Static crackles over the screen for a moment, before blackness replaces it. A time stamp appears in one corner: 5/3/14- 10:30 AM. The picture appears as blobs of color at first, but soon focuses to show a hospital room flooded with sunlight.
Lying in the rumpled bed, a tired-looking young woman with short, dark hair is talking to someone off-camera.
"…the shades, please? It's too bright in here." She seems to finally notice whoever is holding the camera, and pinches the bridge of her nose in ill-concealed exasperation.
"Alice, you really don't have to film me."
"Nonsense, dear!" a perky, female voice says from behind the camera. "It's not every day your first child is born!"
As if on cue, the bundle of blankets in the brunette's arms stirs and gurgles indistinctly. She touches it gently, and the barest trace of a smile replaces her irritated expression. Her lips move, but the camera is too far away to catch her words.

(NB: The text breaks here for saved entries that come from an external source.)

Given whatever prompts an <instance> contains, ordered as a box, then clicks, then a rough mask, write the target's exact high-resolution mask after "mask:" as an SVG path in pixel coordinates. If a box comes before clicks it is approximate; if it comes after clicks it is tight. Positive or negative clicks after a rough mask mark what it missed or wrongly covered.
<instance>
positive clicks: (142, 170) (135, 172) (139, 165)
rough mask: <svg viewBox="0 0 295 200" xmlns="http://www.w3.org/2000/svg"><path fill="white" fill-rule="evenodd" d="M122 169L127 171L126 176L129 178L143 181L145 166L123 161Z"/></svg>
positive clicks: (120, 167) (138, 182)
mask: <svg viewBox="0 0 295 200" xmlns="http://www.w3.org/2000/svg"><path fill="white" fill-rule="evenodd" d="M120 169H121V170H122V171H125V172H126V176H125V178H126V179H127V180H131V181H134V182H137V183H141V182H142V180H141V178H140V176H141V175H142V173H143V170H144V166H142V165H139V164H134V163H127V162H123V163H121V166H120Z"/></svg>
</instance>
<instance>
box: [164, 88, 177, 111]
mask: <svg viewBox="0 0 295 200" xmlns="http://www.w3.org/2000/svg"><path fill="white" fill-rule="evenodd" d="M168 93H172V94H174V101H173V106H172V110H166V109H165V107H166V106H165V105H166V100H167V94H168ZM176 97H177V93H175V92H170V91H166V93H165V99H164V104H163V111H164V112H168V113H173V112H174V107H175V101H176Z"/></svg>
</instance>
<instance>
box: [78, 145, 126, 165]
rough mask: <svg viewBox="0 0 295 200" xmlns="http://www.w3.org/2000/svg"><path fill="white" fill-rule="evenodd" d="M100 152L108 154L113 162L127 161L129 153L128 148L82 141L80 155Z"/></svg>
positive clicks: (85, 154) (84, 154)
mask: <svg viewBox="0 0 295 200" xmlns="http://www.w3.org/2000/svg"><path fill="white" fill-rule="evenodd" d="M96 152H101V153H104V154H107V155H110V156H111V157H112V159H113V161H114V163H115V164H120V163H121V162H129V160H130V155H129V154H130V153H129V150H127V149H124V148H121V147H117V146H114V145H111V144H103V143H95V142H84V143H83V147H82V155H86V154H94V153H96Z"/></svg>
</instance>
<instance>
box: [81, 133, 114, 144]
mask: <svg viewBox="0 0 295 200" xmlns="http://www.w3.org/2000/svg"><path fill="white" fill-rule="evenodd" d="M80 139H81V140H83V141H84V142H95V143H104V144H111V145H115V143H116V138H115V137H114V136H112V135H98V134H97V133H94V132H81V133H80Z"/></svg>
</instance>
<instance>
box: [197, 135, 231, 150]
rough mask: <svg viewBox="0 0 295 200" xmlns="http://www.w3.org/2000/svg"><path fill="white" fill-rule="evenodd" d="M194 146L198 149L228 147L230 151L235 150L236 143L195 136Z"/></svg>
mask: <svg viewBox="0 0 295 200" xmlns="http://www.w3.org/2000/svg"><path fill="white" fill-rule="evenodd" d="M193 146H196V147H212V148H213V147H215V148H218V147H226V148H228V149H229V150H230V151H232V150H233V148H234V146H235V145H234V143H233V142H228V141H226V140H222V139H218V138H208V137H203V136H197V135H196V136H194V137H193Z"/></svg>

"Have you picked a name yet?" a male voice asks from just beyond the left side of the screen.
"Eleanor, Dad." The room dims somewhat, and slightly gangly-looking young man steps into view from the right. "Eleanor Calpurnia Beinecke."
"Nell," the new mother chimes in.
"Calpurnia?" This from the older man, who sounds more than a little incredulous.
His son shrugs.
"Wednesday said it's what she used to want to name her first daughter. And don't blame her," he laughs, "I snuck it onto the birth certificate while she was asleep."
The mother- Wednesday- rolls her eyes and continues whispering to baby Nell.
"Well," the camerawoman says feebly, "I think it's a perfectly lovely name. Eleanor Calpurnia. Just wonderful."
The young man wanders over to the bed and gazes down at the newborn. Smiling, he reaches down to stroke her tiny face. The camera zooms in on the family: mother, father, and daughter. The moment is picture-perfect, just begging to be used in a life insurance commercial.
Suddenly, the father looks at his wife and begins to chuckle. She reaches out and hits him on the back of the head, with (if his grimace is any gauge) surprising strength for someone still recovering from childbirth.
"What's funny, Lucas?" Alice asks.
"Your daughter-in-law."
Said daughter-in-law's eyes narrow. "It's just a poem."
"Oh, a poem, dear?" the new grandmother trills, her voice reaching new levels of excitement. "Which one?"
The viewer gets the impression, from the look Wednesday's giving her husband, that Lucas will be sleeping on the couch for a few nights. Apparently fighting to maintain composure, she addresses her mother-in-law.
"The poem I'm named after. It's a nursery rhyme. You know, 'Monday's child is fair of face,' et cetera?"
"But…isn't Wednesday's child full of woe?" Alice's enthusiasm falters.
"The only decent option in the poem," the young woman replies, pushing a strand of hair out of her face. "My parents always said they were glad there was one good line, because Mother had to name her firstborn after a day of the week. It's an old and complicated tradition."
Her husband pours himself a glass of water from the jug on the bedside table. "Yesterday was Thursday, ironically enough. What does that mean?"
"'Thursday's child has far to go,'" she recites impassively.
"But not today," Lucas says, leaning down to kiss her cheek.
"No, not today."
The camera focuses on them still, leaning against each other and gazing at their infant daughter. And then the screen goes black.
-
A/N: In case you were wondering, the full poem goes:
Monday's child is fair of face.
Tuesday's child is full of grace.
Wednesday's child is full of woe.
Thursday's child has far to go.
Friday's child is loving and giving.
Saturday's child must work for his living.
And the child that's born on the Sabbath day,
Is fair and wise and good and gay.
Charles Addams actually did pick Wednesday's name that way.